Normalizing Flow is used for head pose generation, which may introduce motion drift or unnatural periodicity in extremely long videos.
While training is efficient, it still requires multiple stages; an end-to-end joint training scheme is worth exploring.

Method	Disentanglement Granularity	External Prior Dependence	Training Efficiency	Expression Control	Dual-modality Support
PC-AVS	Mouth + Pose	Contrastive learning + 6D pose	Medium	✗	✗
PD-FGC	Mouth + Pose + Expression	Contrastive learning + 3DMM	Extremely Low (2 weeks+)	✓	✗
DPE	Pose + Expression	Bidirectional cyclic training	Low (2 days+)	✓	✗
EAT	N/A	Discrete emotion labels	Medium	Coarse-grained	✗
EDTalk	Mouth + Pose + Expression	No external priors	High (1h+6h)	Fine-grained	✓

The critical advantage of EDTalk is that it does not rely on external prior information (e.g., 3DMM, extra audio data), achieving complete disentanglement purely through orthogonal constraints and progressive training.
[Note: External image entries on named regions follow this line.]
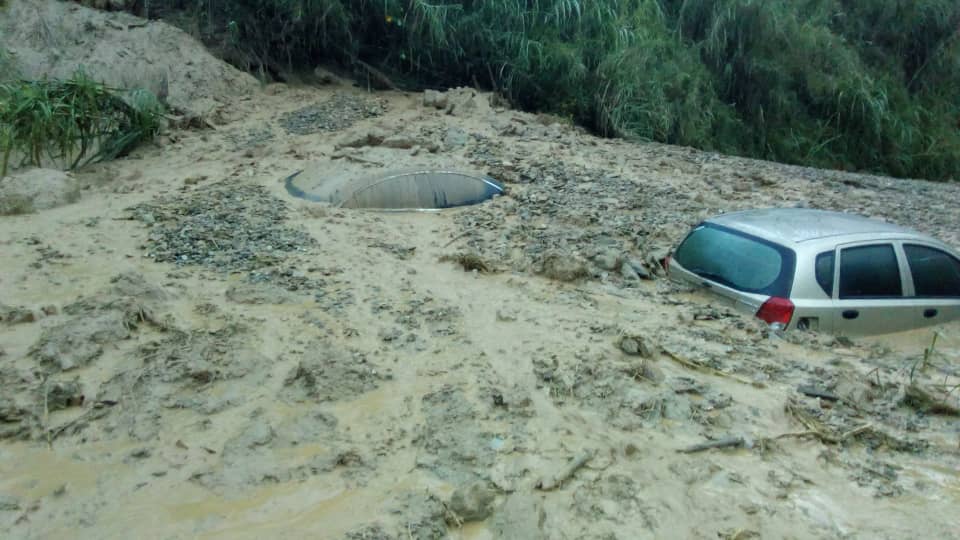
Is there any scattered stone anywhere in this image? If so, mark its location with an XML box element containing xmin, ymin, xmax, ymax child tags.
<box><xmin>41</xmin><ymin>380</ymin><xmax>84</xmax><ymax>411</ymax></box>
<box><xmin>541</xmin><ymin>253</ymin><xmax>590</xmax><ymax>282</ymax></box>
<box><xmin>449</xmin><ymin>482</ymin><xmax>497</xmax><ymax>523</ymax></box>
<box><xmin>380</xmin><ymin>135</ymin><xmax>418</xmax><ymax>150</ymax></box>
<box><xmin>280</xmin><ymin>93</ymin><xmax>387</xmax><ymax>135</ymax></box>
<box><xmin>0</xmin><ymin>304</ymin><xmax>37</xmax><ymax>325</ymax></box>
<box><xmin>0</xmin><ymin>495</ymin><xmax>20</xmax><ymax>512</ymax></box>
<box><xmin>490</xmin><ymin>493</ymin><xmax>548</xmax><ymax>540</ymax></box>
<box><xmin>423</xmin><ymin>90</ymin><xmax>447</xmax><ymax>109</ymax></box>
<box><xmin>618</xmin><ymin>335</ymin><xmax>654</xmax><ymax>358</ymax></box>
<box><xmin>0</xmin><ymin>169</ymin><xmax>80</xmax><ymax>216</ymax></box>
<box><xmin>443</xmin><ymin>127</ymin><xmax>470</xmax><ymax>150</ymax></box>
<box><xmin>620</xmin><ymin>262</ymin><xmax>640</xmax><ymax>282</ymax></box>
<box><xmin>593</xmin><ymin>249</ymin><xmax>621</xmax><ymax>272</ymax></box>
<box><xmin>128</xmin><ymin>180</ymin><xmax>316</xmax><ymax>274</ymax></box>
<box><xmin>625</xmin><ymin>259</ymin><xmax>653</xmax><ymax>280</ymax></box>
<box><xmin>226</xmin><ymin>283</ymin><xmax>297</xmax><ymax>305</ymax></box>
The idea of using orthogonal basis vectors to represent motion spaces can be transferred to other generation tasks requiring disentangled control (e.g., body motion generation, gesture synthesis).
The progressive disentanglement training strategy (disentangling major components first, then using complementary learning to disentangle residual components) has general applicability.
The concept of using a bank as a discretized visual prior is similar to the codebook in VQ-VAE, and can be further integrated with quantization methods.
The Normalizing Flow scheme for probabilistic pose generation can inspire other one-to-many mapping tasks (such as audio-driven gesture generation).

Rating¶

Novelty: ⭐⭐⭐⭐ — Orthogonal basis vector disentanglement and the efficient training strategy are the main innovations.
Experimental Thoroughness: ⭐⭐⭐⭐⭐ — Compares against 13 methods, including quantitative, qualitative, ablation studies, user studies, and efficiency analyses.
Writing Quality: ⭐⭐⭐⭐ — Clear motivation, complete method description, and rich figures and tables.
Value: ⭐⭐⭐⭐ — A unified framework that achieves efficient disentanglement + dual-modality driving + emotional generation for the first time.